Duruşmanın başında tutuklu sanık Varol Bülent Aral, sağlık sorunları ve
tanık İlker Çınarın kendisiyle ilgili bir şey söyleyeceğini düşünmediği için
duruşmalardan son güne kadar bağışık tutulma talebinde bulundu. Mahkeme heyetinin
aldığı ara kararla, Varolun, taleplerin alınacağı duruşmaya kadar bağışık
tutulması ve bugün istediği bir saatte duruşmadan ayrılabileceği kararlaştırıldı.

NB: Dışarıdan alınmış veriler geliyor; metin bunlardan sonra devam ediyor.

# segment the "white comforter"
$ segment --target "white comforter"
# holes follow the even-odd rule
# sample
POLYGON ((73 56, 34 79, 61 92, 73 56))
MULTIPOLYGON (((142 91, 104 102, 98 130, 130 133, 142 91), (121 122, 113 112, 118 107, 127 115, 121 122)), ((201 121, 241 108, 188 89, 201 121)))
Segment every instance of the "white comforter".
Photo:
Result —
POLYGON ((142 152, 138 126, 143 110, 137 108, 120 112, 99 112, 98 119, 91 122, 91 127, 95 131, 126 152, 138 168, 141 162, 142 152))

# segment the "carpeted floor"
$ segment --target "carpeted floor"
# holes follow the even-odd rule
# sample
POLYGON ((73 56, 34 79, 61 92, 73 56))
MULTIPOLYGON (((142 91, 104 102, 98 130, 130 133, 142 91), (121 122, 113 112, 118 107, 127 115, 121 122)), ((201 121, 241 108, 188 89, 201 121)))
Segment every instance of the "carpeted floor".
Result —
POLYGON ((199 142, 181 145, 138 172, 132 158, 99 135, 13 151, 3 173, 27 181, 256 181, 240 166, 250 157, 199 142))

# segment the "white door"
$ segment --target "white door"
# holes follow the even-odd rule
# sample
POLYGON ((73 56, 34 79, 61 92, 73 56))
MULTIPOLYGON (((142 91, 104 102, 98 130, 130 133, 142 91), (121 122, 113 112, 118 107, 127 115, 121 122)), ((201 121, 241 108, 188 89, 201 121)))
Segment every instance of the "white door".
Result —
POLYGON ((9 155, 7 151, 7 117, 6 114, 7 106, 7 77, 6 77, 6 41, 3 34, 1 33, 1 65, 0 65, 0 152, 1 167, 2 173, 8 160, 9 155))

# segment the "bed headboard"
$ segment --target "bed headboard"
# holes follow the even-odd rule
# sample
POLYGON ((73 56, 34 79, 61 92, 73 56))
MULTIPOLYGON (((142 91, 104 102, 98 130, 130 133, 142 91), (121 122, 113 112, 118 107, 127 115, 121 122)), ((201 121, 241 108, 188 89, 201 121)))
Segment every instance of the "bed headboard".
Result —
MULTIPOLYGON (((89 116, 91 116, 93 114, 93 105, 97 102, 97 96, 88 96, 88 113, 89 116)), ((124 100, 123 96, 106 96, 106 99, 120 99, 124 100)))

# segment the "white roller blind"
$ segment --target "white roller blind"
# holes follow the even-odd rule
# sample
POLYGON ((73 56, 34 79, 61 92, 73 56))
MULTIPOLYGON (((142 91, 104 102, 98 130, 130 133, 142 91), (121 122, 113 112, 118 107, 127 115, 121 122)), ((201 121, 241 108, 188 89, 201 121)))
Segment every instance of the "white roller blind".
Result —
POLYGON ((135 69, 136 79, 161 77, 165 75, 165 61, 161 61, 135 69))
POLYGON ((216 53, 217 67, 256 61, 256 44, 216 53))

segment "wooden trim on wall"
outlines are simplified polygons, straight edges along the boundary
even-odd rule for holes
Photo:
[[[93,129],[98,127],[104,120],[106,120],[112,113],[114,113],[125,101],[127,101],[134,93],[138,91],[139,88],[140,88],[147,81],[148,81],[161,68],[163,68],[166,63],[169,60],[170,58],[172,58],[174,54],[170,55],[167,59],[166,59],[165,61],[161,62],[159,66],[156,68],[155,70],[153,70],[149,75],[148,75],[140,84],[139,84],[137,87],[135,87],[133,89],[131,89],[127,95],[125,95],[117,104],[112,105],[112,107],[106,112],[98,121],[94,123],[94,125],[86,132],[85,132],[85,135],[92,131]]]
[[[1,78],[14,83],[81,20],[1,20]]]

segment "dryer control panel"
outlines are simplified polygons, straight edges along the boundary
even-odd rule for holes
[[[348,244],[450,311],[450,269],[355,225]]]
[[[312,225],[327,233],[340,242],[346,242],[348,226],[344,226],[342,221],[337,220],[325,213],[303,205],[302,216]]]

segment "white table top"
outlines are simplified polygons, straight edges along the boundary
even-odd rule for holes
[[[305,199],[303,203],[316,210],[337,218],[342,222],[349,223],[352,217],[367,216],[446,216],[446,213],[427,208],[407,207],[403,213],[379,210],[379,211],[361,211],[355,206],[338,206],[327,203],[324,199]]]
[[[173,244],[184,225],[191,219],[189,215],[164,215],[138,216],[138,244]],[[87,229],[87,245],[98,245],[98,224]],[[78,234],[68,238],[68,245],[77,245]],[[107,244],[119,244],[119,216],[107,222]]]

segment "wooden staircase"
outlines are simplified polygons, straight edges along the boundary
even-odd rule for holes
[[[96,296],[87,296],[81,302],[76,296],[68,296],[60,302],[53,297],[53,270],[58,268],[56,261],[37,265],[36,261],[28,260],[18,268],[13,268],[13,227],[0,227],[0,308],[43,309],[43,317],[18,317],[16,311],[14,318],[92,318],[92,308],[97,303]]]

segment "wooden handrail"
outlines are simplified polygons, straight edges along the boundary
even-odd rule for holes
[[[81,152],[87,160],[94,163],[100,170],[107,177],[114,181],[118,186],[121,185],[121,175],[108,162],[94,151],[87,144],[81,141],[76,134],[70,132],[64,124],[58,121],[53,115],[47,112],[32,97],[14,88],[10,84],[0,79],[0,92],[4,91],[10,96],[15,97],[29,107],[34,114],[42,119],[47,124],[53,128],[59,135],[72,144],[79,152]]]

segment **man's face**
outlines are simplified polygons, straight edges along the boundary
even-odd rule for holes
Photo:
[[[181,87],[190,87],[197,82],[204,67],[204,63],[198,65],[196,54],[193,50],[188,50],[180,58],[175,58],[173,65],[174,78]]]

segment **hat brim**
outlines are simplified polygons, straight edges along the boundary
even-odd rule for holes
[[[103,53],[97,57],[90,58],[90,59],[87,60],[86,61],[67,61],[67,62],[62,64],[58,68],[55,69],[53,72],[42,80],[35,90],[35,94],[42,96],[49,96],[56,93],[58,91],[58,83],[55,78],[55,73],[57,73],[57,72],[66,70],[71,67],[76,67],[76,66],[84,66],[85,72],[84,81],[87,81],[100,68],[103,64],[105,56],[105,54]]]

Daha sonra bazı avukatlarla sanıkların talepleri dinlendi. Tutuklu sanık
Tolonun avukatı İlkay Sezer, tanık İlker Çınarın iddianamede aynı zamanda sanık
olduğunu ve TC kimlik numarasına kadar tanındığını belirterek, Çınarın
mahkemenin huzurunda dinlenmesi talebinde bulundu. Tutuklu sanık Aral da sanığın
görüntüsünün net olarak mahkemeye yansıtılmasını ve açıktan kayıt yapılmasını
talep etti.
Mahkeme Başkanı Hayrettin Kısa, gizli tanık "Deniz Uygar" kod adıyla
bilinirken kimliği deşifre olan İlker Çınara tanık koruma programından
yararlanmak isteyip istemediği, huzura gelip gelemeyeceği, sesinin ve
görüntüsünün net verilip verilmeyeceği hususundaki taleplerini sordu. Sesinin net
ancak görüntüsünün karartılarak verilmesini isteyen Çınar, yakınlarda bulunmasına
karşın yasal hakkını kullanarak huzura gelmek istemediğini söyledi.
-"Bütün operasyonların örgütçe düzenlendiğini gördüm"-
Ardından Çınar, bildiklerini dosdoğru söyleyeceğine yemin ederek, ifade
vermeye başladı. Kendisine yönelik bir yönlendirme ve baskının olmadığını ileri
süren Çınar, 18 Nisan 2007 tarihinde Malatyada meydana gelen Zirve Yayınevi
cinayetleriyle ilgili önce Deniz Uygar kod adıyla sonra da gerçek kimliğiyle
İstanbul Emniyet Müdürlüğü, İstanbul Cumhuriyet Başsavcılığı ve Malatya
Cumhuriyet Başsavcılığında ifade verdiğini, ifade ve yazılı savunmalarının doğru
olduğunu savundu. Çınar, hiçbir mahfil, örgüt tarafından yönlendirilmediğini,
buna da müsaade etmeyeceğini belirtti.
Mahkeme Başkanı Kısanın "Size iradenizi etkileyecek bir şey içirildi mi- Bu
yönde bir takım söylemler olmuştu" demesi üzerine Çınar, "Ceplerine baksınlar.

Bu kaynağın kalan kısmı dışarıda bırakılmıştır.